Resembling a small town Anthropologie, Dad’s Primitive Workbench always keeps customers coming back for more. The signature scent that blends butter and maple syrup wafts through the store and florals with touches of greenery adorn the walls. Owner Charlie Clay greets customers by name and spends the majority of his time making the store a home away from home for his guests.
Dad’s Primitive WorkBench has been a Marietta staple since its opening six years ago. When it originally opened, Charlie kept the store stocked with antiques, home décor and a small selection of accessories. As with any good store, Dad’s Primitive Work Bench has grown and changed with the times. After Chip and JoAnna Gaines became household names, Charlie started to include more of the farmhouse and industrial styles.
It’s important to Charlie that customers’ needs are being met. Now, this includes their fashion needs as Charlie has expanded into a women’s clothing boutique as well.“Clothing and jewelry are fun and they make you feel good. I use my mom and my sister for inspiration, and the customers too as I’ve grown,” he said.
Charlie truly knows his customers, and that is crucial as he expands his clothing business into a monthly subscription box. Charlie handpicks the perfect items for each customer to help them grow their own personal style. Although wide-legged, high-waisted overalls aren’t for everyone, he knows who they are for and – that they should definitely be wearing them.His customer knowledge base doesn’t end in the clothing department either. Charlie works closely with his customers to create the perfect home aesthetic for them as well. He recently redecorated a client’s home in a style he knew that she would love by hand selecting each item.
“The way I look at it; I have to handpick every item or every vendor. If I don’t like it, I won’t buy it. I’ll pick old houses or old barns and try to decide how the pieces will look in different homes,” he said.
The store’s aesthetic is an important part of business for Charlie as well. He frequently changes how the store looks creating new vignettes to feature different pieces and vendors. Not only does this help the vendors, but it helps the customers see how different pieces work in different settings.Charlie credits part of his ability to stage a store to all the time he and his family spend in Walt Disney World. He admires the company’s ability to really entice all of the senses when they stage a store. Charlie draws from that inspiration when crafting the look in his showrooms.

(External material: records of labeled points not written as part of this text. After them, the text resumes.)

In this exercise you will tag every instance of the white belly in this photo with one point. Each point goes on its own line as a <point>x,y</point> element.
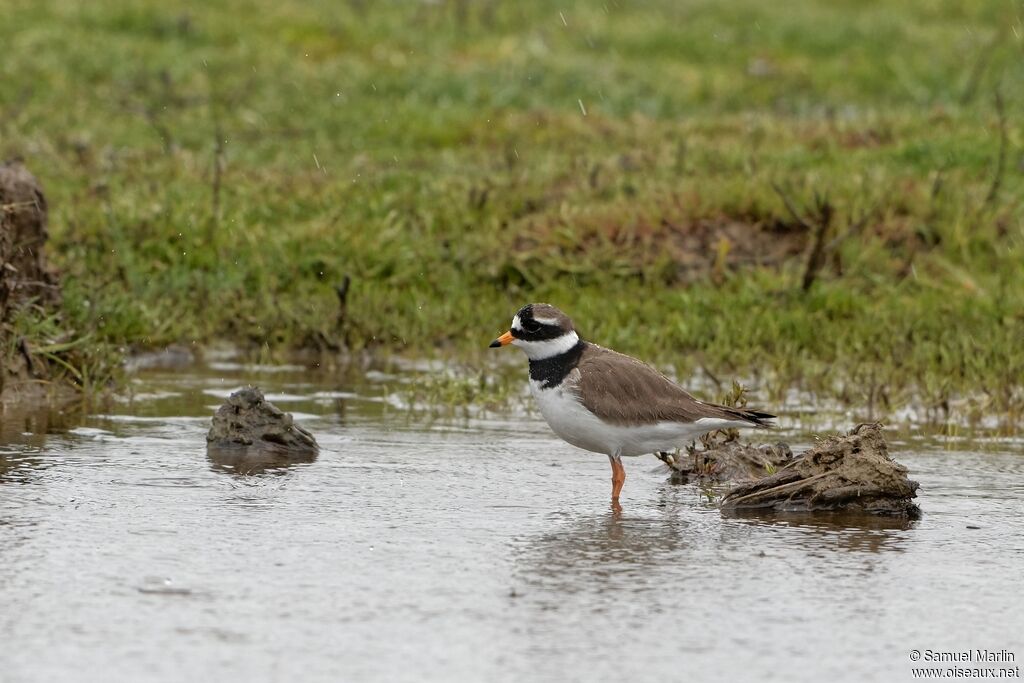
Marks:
<point>569,420</point>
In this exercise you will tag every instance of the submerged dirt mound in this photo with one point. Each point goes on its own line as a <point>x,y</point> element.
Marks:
<point>728,461</point>
<point>849,473</point>
<point>247,420</point>
<point>26,278</point>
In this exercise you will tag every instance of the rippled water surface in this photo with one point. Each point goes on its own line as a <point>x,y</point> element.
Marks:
<point>471,550</point>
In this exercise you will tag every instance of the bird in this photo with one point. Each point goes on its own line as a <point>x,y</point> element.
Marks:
<point>604,401</point>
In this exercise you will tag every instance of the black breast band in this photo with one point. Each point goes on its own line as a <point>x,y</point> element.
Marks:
<point>550,372</point>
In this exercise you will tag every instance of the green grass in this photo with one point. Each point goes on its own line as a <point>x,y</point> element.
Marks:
<point>439,154</point>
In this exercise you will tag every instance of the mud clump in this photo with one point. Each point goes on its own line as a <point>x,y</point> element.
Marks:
<point>27,280</point>
<point>727,461</point>
<point>248,424</point>
<point>851,473</point>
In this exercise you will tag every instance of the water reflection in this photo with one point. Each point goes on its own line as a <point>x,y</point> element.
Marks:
<point>593,552</point>
<point>24,430</point>
<point>29,425</point>
<point>251,460</point>
<point>845,530</point>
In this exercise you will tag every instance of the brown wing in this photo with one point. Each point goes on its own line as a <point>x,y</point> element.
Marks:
<point>623,390</point>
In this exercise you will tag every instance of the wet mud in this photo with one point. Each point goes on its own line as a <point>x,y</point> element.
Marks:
<point>26,280</point>
<point>251,434</point>
<point>852,473</point>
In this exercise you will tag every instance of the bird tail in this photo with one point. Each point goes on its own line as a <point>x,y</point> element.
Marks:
<point>756,418</point>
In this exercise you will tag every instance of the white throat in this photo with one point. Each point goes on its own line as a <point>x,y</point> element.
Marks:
<point>539,350</point>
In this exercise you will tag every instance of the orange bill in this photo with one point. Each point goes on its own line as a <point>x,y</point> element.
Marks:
<point>504,340</point>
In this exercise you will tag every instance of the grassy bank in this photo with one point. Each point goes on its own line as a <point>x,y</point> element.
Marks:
<point>217,172</point>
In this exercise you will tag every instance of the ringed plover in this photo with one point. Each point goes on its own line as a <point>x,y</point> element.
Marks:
<point>604,401</point>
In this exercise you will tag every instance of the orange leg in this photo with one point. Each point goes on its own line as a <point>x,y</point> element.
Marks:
<point>617,477</point>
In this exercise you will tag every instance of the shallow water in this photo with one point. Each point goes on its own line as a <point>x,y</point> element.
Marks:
<point>478,550</point>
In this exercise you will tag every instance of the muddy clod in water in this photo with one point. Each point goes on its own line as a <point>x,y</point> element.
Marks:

Charlie’s ability to arrange a store, pick the best items and know a good deal span all the way back into his early teen years. His grandmother was a glassware dealer at Rink’s Flea Market. From her booth, she let Charlie sell baseball cards. She was knowledgeable and helped for some of the very foundations of his business.“When you are offering to buy people’s things, always stay kind. If you don’t want to buy it, you thank them and you never put someone’s stuff down,” Charlie said.
Growing from this advice, Charlie started to exhibit at crafts and antique shows when he was only 13 years old. He remembers that his dad thought he was nuts, but his mom was entirely on board. Regardless of their stances, Charlie said that both parents were supportive and ready to support his passion. They would come to the old Merchants and Artists Walks as a family and they all knew that one day Charlie would own a store on Front Street.The road to owning his own store wasn’t entirely straight though. Charlie still needed to learn a bit more about managing. He accomplished this by quickly rising through the ranks at Blockbuster. By 20, Charlie had his own store. He went on to become a district manager within the company, but as the company began closing stores, Charlie had to choose a different path.
He decided that it was the right time for him to go work at Walt Disney World. He was in Florida and headed to casting when the landlord for the building at Dad’s Primitive Workbench called him to offer the space. Making a decision on the spot, Charlie decided to stay in Marietta and pour his heart into the downtown area by starting his business.Naming the business after his father who had passed away from Leukemia before Charlie opened, he felt that it helped keep him close.
“My dad did everything on his workbench. Naming it after him helped to keep him close. This is a family business and he was always such a big part of it,” Charlie said.
Charlie considers everyone who is part of his business a part of his family – from the vendors to his customers. His familial approach to business expands into his dedication to the downtown area in Marietta as well.Charlie spearheads the Cash Mob effort in Marietta where he encourages people to bring their business to the small businesses in the area.
“Small business is family and that’s what we are,” Charlie said.